Horrible failure with large documents

mikegerber commented 2 years ago

@stweil reported in Gitter:

Improvements of dinglehopper are very welcome. The old version took more than 4 hours to process two text files with 1875 lines each and required about 30 GB RAM. The new version terminates after 2 minutes, but with out of memory: it was killed by the Linux kernel after using more than 60 GB RAM. :-(

@cneud also submitted a large document (a newspaper page).

[ ] Investigate why the new version uses even more memory
[ ] Consider falling back to more efficient algorithms if necessary
[ ] Consider a regression test for this

mikegerber commented 2 years ago

I've asked @stweil to submit the text, as I am curious why it's using more memory.

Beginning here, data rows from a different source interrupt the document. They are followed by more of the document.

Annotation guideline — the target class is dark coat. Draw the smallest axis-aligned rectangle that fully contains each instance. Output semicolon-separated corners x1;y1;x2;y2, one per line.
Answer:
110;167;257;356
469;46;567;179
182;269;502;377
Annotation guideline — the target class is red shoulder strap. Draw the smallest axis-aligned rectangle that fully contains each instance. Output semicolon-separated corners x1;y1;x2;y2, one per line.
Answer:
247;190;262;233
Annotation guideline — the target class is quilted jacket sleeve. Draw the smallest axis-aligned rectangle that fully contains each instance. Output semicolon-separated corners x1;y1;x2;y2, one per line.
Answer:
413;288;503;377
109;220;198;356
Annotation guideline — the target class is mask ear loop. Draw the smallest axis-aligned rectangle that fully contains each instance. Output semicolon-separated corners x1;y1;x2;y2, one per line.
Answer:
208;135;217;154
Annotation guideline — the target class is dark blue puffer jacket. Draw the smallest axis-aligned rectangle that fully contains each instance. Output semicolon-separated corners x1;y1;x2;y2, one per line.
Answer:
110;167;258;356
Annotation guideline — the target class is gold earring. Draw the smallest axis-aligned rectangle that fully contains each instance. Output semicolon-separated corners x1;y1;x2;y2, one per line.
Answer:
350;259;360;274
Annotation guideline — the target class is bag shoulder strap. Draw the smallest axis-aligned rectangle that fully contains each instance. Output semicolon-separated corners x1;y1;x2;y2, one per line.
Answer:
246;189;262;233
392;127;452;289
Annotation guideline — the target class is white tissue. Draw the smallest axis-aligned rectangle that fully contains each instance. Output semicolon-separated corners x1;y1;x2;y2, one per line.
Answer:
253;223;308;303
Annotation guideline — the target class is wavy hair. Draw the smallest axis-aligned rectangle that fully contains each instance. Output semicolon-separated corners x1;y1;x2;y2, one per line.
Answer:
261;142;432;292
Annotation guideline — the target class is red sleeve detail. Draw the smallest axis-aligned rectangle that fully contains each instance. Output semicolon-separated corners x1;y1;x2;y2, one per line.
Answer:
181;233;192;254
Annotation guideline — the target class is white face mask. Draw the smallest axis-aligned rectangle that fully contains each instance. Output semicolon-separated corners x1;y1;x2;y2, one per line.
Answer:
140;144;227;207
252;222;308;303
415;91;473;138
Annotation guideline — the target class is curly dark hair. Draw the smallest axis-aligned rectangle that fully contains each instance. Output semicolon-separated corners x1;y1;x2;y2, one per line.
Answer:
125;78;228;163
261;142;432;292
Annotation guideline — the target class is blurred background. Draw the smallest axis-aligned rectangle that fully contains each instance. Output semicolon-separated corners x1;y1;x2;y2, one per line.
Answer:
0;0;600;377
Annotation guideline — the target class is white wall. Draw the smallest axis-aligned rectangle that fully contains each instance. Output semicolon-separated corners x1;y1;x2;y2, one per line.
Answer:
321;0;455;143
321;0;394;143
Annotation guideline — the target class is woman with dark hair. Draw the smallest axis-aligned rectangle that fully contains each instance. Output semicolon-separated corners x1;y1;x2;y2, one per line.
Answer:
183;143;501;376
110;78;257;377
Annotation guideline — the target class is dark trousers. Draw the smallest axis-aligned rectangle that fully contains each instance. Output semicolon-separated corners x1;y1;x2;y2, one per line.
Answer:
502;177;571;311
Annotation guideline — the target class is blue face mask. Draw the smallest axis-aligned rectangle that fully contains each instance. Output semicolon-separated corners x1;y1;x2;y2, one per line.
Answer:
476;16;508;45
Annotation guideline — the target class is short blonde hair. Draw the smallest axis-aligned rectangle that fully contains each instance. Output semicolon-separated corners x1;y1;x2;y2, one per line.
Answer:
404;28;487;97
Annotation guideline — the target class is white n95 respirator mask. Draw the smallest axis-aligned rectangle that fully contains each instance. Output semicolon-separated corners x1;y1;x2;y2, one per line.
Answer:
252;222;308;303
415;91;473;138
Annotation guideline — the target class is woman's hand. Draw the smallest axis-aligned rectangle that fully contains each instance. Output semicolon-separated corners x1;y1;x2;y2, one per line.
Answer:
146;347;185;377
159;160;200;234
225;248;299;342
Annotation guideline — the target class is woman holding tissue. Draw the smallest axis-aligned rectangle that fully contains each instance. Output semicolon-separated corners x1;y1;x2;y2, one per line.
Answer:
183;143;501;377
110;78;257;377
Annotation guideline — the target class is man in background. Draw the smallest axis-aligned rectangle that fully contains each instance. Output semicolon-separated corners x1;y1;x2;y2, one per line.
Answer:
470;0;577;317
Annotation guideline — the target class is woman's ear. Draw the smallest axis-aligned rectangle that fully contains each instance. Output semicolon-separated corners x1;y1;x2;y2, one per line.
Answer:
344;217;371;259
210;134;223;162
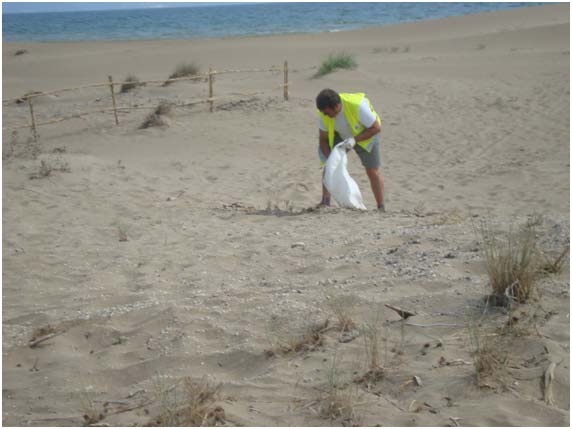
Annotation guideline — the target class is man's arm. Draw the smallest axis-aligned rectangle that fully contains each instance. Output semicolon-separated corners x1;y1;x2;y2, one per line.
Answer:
319;130;331;158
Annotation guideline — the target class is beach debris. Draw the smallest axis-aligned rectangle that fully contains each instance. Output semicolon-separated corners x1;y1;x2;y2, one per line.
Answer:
338;329;359;343
167;191;185;201
385;304;417;320
423;402;439;414
407;399;423;413
117;227;129;242
543;362;556;405
30;358;40;372
438;356;473;366
399;375;423;390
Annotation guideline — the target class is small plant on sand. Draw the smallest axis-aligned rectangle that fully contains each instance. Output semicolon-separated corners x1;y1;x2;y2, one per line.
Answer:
139;101;173;129
538;246;570;274
317;354;359;426
314;52;357;77
30;158;71;179
79;390;105;426
149;376;226;426
163;62;200;86
355;310;387;387
181;377;226;426
266;317;329;356
468;322;511;389
324;295;358;332
480;217;538;306
119;74;145;93
150;374;180;426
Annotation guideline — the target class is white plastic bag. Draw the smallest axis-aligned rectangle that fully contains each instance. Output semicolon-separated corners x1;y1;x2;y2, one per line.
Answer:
324;146;367;210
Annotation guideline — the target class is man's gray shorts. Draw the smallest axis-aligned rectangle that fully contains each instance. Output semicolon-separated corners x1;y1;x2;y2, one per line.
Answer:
318;133;381;168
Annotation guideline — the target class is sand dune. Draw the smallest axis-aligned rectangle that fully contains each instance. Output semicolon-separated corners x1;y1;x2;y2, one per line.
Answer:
2;4;570;426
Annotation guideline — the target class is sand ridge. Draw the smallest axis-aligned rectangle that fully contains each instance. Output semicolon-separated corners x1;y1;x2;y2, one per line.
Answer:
3;4;570;426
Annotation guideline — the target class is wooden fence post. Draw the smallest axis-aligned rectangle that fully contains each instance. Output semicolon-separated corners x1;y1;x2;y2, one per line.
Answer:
209;66;214;113
284;61;288;101
28;97;38;141
107;76;119;125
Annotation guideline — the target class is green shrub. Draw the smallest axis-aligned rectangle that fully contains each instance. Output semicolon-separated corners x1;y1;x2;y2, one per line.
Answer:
315;52;357;77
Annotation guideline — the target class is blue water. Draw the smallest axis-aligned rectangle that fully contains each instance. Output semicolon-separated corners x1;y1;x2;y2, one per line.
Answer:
2;3;547;41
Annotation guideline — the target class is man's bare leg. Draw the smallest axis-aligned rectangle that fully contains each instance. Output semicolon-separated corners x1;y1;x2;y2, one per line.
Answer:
365;168;385;211
320;168;332;207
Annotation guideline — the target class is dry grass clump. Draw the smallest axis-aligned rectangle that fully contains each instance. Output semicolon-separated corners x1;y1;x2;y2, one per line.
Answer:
79;391;105;426
266;318;330;356
119;74;145;94
480;221;538;305
163;62;200;86
30;158;71;179
315;355;359;426
469;324;510;389
538;246;570;274
2;130;42;160
324;295;358;332
355;311;385;387
148;377;226;426
139;101;173;129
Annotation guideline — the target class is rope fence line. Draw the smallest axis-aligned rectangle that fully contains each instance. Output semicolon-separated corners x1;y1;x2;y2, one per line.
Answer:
2;61;315;141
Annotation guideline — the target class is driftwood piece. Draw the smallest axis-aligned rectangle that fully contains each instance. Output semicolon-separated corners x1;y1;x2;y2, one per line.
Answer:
543;362;556;405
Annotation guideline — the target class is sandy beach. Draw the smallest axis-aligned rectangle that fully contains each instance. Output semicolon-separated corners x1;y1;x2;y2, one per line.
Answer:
2;4;570;426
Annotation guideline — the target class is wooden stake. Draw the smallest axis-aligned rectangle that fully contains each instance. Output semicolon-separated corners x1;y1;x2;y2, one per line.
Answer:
284;61;288;101
28;97;38;141
209;67;214;113
107;76;119;125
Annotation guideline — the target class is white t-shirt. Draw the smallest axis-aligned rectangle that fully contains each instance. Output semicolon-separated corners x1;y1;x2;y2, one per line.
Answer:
318;97;377;140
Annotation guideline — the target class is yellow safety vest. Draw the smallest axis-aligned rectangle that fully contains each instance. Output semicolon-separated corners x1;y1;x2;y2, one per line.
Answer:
318;92;381;150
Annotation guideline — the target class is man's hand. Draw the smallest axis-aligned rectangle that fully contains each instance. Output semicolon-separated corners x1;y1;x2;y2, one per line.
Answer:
337;137;356;152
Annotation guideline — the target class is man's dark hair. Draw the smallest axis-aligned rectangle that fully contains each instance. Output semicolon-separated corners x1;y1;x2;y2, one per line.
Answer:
316;88;342;112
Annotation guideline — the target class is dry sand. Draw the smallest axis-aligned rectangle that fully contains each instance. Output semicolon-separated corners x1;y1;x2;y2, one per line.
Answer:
2;4;570;426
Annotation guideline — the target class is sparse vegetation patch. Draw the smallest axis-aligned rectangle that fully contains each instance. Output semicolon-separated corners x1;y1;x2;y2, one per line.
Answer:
314;52;357;77
163;62;200;86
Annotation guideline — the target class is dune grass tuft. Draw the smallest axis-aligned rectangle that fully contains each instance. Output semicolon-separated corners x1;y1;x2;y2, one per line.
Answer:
266;318;329;356
317;353;360;426
147;376;226;427
314;52;357;77
139;101;173;129
163;62;201;86
119;74;145;94
324;295;358;332
480;217;538;305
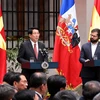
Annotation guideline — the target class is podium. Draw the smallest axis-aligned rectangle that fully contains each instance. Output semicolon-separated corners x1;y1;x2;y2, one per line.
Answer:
21;62;58;69
84;60;100;67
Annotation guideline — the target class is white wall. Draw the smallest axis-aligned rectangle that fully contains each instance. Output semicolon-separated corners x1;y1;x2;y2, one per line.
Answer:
75;0;94;44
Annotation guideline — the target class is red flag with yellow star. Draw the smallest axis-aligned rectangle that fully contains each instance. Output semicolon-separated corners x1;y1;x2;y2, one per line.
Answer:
0;7;6;83
53;0;81;88
88;0;100;40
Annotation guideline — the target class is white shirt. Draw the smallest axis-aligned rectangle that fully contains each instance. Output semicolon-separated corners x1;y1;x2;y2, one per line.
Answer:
91;42;98;57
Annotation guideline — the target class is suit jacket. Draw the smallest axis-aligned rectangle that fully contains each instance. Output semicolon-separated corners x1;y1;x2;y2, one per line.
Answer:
79;42;100;78
17;40;48;63
17;40;48;83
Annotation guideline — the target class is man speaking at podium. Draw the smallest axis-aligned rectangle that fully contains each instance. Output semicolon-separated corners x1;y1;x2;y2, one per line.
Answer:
17;27;48;83
80;28;100;87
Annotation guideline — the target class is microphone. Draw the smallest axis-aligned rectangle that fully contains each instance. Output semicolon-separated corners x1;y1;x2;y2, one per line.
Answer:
43;48;48;55
39;48;44;56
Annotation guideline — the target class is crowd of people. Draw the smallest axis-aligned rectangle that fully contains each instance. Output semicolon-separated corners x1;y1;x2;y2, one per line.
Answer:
0;27;100;100
0;72;100;100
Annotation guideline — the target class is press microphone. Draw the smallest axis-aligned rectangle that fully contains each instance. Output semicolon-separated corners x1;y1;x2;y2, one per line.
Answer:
43;48;48;55
39;49;44;56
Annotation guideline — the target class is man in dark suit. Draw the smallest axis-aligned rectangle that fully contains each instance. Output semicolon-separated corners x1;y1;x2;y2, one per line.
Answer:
80;28;100;87
17;28;48;84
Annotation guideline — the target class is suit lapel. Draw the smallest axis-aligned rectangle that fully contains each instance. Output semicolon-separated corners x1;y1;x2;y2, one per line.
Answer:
95;42;100;55
88;42;92;58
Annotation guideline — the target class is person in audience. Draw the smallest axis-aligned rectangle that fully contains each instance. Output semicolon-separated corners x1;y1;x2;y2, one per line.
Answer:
3;72;15;85
47;75;66;100
30;72;47;100
52;90;77;100
80;81;100;100
79;28;100;88
13;89;39;100
93;93;100;100
3;72;28;91
0;84;16;100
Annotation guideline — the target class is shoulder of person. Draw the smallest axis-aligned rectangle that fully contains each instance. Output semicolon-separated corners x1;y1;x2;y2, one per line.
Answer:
82;42;90;47
38;41;44;45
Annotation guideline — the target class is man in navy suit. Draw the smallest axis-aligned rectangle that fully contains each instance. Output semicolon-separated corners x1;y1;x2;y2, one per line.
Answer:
17;27;48;84
80;28;100;87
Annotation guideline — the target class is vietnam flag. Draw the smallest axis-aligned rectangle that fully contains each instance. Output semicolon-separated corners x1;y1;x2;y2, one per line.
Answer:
88;0;100;40
0;7;6;83
53;0;81;88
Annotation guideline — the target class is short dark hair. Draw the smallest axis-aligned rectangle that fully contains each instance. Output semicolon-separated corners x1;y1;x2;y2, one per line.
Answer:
91;28;100;39
52;90;77;100
9;72;23;85
47;75;66;96
3;72;15;85
28;27;39;34
13;89;35;100
93;93;100;100
82;81;100;99
30;72;47;88
0;84;15;100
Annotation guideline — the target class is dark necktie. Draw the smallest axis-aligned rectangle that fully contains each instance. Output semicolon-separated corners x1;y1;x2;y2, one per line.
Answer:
34;44;38;58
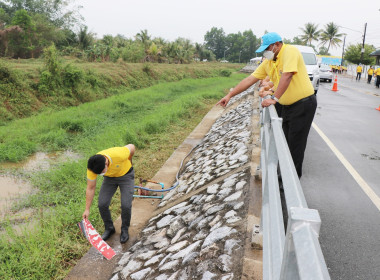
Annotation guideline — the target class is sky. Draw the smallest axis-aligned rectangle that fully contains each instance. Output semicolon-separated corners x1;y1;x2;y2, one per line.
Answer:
75;0;380;56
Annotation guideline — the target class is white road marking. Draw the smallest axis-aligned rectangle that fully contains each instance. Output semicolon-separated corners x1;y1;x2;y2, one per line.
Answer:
312;122;380;211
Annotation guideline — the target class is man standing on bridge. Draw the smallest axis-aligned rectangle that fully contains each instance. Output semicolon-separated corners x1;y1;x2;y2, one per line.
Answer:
217;32;317;177
83;144;135;243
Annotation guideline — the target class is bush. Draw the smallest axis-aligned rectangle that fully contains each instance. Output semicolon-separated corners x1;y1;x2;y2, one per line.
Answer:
63;64;84;89
0;139;36;162
220;69;232;77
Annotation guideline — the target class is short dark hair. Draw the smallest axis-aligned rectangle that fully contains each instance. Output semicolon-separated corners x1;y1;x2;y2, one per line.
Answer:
87;155;106;174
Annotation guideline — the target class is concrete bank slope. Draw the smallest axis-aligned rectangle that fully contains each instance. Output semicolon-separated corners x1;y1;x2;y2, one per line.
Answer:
107;86;261;280
66;86;262;280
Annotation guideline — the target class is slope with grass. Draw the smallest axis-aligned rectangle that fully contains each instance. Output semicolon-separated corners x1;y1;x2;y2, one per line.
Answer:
0;57;242;125
0;74;246;279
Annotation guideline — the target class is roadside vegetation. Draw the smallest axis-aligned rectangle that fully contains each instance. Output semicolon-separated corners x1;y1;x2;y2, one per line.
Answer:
0;46;242;125
0;73;245;279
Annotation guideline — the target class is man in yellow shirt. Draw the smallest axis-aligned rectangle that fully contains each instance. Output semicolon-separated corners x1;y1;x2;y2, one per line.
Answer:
82;144;135;243
217;32;317;177
373;68;380;88
356;64;363;82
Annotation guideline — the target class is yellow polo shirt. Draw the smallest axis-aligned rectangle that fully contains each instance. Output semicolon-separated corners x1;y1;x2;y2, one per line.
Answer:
87;147;132;181
252;44;314;105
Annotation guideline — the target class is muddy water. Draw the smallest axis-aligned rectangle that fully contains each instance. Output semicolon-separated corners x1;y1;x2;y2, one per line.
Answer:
0;177;32;216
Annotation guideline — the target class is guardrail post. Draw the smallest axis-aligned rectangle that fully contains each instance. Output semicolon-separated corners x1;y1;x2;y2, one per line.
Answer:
280;207;330;280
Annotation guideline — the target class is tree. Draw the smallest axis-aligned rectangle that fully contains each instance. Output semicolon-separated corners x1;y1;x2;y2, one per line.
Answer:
135;29;151;54
240;29;261;62
78;26;95;50
204;27;226;59
320;22;344;52
344;43;376;65
318;47;331;55
0;0;83;28
300;22;321;46
282;37;305;46
10;10;36;58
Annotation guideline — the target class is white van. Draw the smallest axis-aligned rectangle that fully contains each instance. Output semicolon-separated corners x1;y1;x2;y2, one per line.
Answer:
293;45;320;94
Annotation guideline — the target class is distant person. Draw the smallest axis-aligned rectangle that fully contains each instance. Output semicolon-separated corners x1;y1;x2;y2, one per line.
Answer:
373;67;380;88
83;144;135;243
356;64;363;82
217;32;317;177
367;66;374;84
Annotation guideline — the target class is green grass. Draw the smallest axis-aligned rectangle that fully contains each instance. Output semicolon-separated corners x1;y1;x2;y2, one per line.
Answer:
0;58;243;122
0;74;246;279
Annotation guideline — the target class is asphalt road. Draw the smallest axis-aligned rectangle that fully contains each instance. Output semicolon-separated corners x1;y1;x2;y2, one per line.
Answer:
301;76;380;280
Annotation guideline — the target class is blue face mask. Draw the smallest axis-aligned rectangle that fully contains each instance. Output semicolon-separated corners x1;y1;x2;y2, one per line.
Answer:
263;45;275;60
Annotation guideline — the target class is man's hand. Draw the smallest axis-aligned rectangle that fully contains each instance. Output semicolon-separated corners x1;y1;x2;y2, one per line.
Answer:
261;98;276;107
259;90;272;98
216;95;230;107
82;209;90;220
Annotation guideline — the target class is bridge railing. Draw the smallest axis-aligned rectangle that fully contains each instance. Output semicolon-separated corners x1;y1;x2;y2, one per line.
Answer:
260;97;330;280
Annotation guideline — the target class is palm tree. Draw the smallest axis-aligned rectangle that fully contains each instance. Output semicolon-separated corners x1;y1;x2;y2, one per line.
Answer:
136;29;150;53
78;26;95;50
320;22;344;52
300;22;321;46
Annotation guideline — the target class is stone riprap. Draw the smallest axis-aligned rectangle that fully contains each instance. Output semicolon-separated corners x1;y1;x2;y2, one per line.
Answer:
111;86;258;280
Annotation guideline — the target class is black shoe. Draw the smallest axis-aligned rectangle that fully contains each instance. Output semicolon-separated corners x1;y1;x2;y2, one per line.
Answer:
102;228;115;240
120;229;129;244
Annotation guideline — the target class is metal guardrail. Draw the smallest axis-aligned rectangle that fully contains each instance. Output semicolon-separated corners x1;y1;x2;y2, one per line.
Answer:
260;97;330;280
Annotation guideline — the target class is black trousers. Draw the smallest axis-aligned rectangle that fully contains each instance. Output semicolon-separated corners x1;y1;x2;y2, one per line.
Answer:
281;94;317;178
98;168;135;229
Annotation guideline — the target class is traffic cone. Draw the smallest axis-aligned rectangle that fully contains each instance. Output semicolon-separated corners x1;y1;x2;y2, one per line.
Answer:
332;75;338;91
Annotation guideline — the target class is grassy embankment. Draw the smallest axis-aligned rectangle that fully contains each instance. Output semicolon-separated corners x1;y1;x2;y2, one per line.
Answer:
0;55;242;125
0;60;246;279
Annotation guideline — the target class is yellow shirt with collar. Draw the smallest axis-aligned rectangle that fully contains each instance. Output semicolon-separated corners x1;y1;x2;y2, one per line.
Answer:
87;146;132;181
252;44;314;105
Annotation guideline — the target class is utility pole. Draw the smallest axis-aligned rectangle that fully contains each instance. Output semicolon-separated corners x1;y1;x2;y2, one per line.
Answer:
360;23;367;63
340;36;346;66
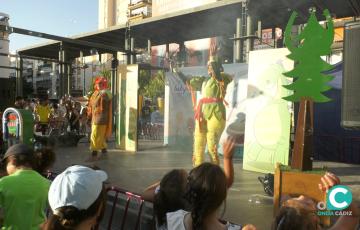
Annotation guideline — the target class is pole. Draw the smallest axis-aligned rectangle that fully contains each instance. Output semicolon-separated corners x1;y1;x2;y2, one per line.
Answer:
59;44;64;98
234;18;242;63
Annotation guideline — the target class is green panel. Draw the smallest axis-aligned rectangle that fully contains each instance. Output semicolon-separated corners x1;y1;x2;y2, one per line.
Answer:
125;65;139;152
116;65;127;150
243;48;293;173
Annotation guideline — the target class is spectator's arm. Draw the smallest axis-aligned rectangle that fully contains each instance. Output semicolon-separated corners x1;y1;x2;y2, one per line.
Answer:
141;181;160;202
223;137;235;188
319;172;360;230
330;201;360;230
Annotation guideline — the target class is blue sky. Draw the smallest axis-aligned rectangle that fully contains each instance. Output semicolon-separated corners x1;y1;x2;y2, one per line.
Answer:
0;0;98;52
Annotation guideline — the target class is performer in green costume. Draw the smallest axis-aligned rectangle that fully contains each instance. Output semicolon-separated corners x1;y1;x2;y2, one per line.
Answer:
179;46;232;167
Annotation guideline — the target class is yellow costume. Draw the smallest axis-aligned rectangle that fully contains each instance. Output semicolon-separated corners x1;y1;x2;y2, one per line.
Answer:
88;77;112;157
187;56;232;167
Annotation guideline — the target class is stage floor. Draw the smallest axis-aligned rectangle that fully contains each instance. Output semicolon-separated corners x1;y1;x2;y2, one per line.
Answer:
54;137;360;229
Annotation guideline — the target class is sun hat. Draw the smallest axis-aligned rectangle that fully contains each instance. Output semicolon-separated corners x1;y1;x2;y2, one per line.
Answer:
48;165;108;211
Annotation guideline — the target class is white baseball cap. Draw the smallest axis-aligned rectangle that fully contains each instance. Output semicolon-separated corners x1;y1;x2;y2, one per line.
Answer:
48;165;108;211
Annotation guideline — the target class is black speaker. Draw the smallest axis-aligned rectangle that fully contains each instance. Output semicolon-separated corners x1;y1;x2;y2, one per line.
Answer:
341;21;360;129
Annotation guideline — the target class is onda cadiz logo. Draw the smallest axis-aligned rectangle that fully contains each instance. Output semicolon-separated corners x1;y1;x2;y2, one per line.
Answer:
326;185;352;210
317;185;352;216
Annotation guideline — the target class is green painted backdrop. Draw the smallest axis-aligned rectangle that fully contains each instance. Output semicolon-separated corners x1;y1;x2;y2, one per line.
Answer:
243;48;293;173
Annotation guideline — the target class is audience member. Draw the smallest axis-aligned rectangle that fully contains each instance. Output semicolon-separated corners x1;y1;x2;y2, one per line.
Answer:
272;172;360;230
143;169;189;229
167;163;241;230
143;137;249;229
0;144;50;230
33;148;56;177
43;165;107;230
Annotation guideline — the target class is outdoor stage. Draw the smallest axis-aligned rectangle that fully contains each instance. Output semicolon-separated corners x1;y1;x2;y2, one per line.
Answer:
54;137;360;229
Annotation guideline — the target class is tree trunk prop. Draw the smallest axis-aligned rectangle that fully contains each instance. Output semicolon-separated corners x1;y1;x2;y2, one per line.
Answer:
291;98;314;171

stweil commented 2 years ago

I'll add them here soon.

stweil commented 2 years ago

I used this command (use links to get texts and result):

dinglehopper gt.txt frak2021_0.905_1587027_9141630.txt frak2021_0.905_1587027_9141630

stweil commented 2 years ago

Unrelated: in the result the lines from GT and OCR result are side by side at the beginning, but that synchronization gets lost later. Why?

maxbachmann commented 2 years ago

@mikegerber I am not familiar with dinglehopper, but I assume the editops calculation requires pretty much memory. For long texts I currently create a levenshtein matrix of len(s1) * len(s2) * 32 Bit. Since the text files both have around 110k characters this alone should use around 45 Gb of memory.

The previous implementation used np.zeros((m + 1, n + 1), np.int), which as far as I know should require the same amount of memory. So I think this should not change the memory usage, but it could certainly be improved. This had no big pritority so far (mostly because nobody complained), but if thats the cause I could work on this.

An improved version could make use of bitparallelismus to improve the performance and only store bitvectors of the deltas between the matrix cells based on https://citeseerx.ist.psu.edu/viewdoc/download?doi=10.1.1.142.1245&rep=rep1&type=pdf. Performance wise this would allow the implementation to calculate the matrix cells for 64 characters at once. Memory wise this should only require me to store the vertical positive delta vector, the horizontal positive delta vector and the diagonal zero delta vector and therefore only require around len(s1) * len(s2) * 3 Bit to store the matrix. So in the example above only around 4.2 Gb instead of 45 Gb.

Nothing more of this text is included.